4 Ways to Become a Great Servant Leader

Happy small business owner talking with her staff during a meeting

A servant leader focuses on their team’s needs before considering their own. The term was first coined in the 1970s by Robert K. Greenleaf in an essay called “The Servant as a Leader.” If you choose to guide your small business as one, you’ll do everything you can to help your staff grow and succeed. Your workers will thrive because they know that you’re always there supporting them and providing the tools and resources they need to do their jobs well. Keep reading to learn four ways you can become a great servant leader.

1. Build servant leadership into your small business

Your core principals help guide every choice you and your staff make, so building servant leadership into your small business will help you make decisions that allow you to serve your team better.

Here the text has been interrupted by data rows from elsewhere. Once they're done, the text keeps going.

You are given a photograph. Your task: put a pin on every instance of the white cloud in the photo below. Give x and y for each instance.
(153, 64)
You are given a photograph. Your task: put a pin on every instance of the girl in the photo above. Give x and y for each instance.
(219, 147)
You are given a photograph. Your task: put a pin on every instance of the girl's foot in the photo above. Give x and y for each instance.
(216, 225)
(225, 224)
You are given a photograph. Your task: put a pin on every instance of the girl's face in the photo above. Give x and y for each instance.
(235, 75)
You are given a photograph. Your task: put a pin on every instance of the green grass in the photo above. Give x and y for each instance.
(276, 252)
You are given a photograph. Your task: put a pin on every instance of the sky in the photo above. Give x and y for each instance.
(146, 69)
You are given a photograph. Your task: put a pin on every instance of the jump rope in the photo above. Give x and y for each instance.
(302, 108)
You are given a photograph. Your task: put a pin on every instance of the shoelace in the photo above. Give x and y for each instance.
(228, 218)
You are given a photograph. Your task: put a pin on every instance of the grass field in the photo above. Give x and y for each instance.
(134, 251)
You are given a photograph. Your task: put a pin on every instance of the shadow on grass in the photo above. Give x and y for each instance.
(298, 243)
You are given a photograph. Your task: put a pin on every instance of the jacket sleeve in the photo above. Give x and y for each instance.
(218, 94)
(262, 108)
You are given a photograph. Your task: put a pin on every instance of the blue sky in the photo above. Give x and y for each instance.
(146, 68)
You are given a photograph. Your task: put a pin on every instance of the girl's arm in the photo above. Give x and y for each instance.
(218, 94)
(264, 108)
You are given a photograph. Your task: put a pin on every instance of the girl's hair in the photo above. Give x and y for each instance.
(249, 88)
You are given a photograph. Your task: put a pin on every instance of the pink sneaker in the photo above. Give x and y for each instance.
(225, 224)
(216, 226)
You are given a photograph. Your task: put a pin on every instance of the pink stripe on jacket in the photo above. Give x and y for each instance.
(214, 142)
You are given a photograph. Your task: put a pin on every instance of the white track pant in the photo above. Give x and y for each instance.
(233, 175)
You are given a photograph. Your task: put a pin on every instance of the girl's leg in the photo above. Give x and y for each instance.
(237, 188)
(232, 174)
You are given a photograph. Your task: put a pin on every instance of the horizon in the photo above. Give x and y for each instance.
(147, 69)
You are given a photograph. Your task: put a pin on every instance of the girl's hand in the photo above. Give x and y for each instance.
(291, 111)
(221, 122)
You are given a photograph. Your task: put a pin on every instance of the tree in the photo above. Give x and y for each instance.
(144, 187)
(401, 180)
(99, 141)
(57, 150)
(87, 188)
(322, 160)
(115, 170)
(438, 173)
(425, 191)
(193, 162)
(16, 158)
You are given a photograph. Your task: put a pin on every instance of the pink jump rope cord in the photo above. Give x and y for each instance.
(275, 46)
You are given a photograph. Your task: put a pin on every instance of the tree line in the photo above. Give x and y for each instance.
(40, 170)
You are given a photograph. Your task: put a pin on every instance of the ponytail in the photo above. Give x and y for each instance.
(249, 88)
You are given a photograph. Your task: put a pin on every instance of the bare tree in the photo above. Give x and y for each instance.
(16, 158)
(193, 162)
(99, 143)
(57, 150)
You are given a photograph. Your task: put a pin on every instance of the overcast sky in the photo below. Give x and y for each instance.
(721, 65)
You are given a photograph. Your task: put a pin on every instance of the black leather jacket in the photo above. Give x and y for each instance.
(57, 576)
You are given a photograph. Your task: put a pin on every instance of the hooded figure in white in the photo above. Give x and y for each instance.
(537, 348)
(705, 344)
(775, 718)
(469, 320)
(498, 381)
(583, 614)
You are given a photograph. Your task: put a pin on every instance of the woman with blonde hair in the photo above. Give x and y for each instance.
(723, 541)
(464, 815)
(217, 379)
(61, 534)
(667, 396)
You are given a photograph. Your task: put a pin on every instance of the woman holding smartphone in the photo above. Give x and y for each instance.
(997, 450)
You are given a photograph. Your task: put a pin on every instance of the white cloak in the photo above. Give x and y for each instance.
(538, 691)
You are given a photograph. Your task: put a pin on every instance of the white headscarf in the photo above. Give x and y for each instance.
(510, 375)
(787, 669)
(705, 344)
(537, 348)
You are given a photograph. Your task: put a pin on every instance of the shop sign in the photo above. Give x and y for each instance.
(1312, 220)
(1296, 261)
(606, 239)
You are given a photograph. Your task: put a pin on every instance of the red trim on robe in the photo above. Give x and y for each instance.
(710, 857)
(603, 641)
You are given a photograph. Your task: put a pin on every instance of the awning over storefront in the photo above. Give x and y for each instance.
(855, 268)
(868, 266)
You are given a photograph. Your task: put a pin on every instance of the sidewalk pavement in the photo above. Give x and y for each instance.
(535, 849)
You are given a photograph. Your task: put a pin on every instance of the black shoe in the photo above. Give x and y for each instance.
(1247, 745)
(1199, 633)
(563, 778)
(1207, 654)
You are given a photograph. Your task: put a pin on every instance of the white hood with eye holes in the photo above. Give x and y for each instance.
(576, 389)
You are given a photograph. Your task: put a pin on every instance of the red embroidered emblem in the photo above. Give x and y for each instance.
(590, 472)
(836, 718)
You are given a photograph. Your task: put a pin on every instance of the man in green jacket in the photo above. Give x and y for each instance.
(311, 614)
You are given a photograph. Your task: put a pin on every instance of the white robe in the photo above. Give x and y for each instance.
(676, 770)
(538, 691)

If you post your company’s values online, you’ll also be more likely to attract job applicants who identify with those beliefs. In turn, you’re likely to hire people who also strive to be servant leaders.

Read also: Values Give Your Business Direction

2. Talk to your team

Take some time out of your busy day to engage with each member of your staff. Listening to your employees allows you to be more empathetic and see things from their perspective. If you give your workers your full attention when you’re talking to them, you’ll be able to find out exactly what kind of support and resources they need to achieve their goals.

Remember – they’re in the thick of it every day, talking to customers and dealing with vendors. Ask them how things are going and if they need anything from you to do their job better. You might find out that your team has too much on their plate – that it’s time to hire someone new to help out. Listening to what your workers need gives you insights that you wouldn’t otherwise have.

Read also: Is it Time to Hire?

3. Trust your staff

You hired each member of your team because they brought new skills and unique experiences to the table. So, trust that they know what they’re doing. If you have faith in their judgment and give them the tools they need to grow, they’ll be able to come up with ideas that can take your company to the next level.

Read also: 7 Ways to Empower Your Staff

4. Recognize your strengths

By considering your own strengths, you’ll be able to focus on what you’re good at and delegate the rest to your team. Not only will this show your workers that you respect them, but it will also free up your time so you can focus on growing your business.

By delegating some of your tasks, you’ll also help each member of your staff grow as they take on duties that challenge them and help them advance in their careers. That will show them that you are personally invested in ensuring that they achieve their goals.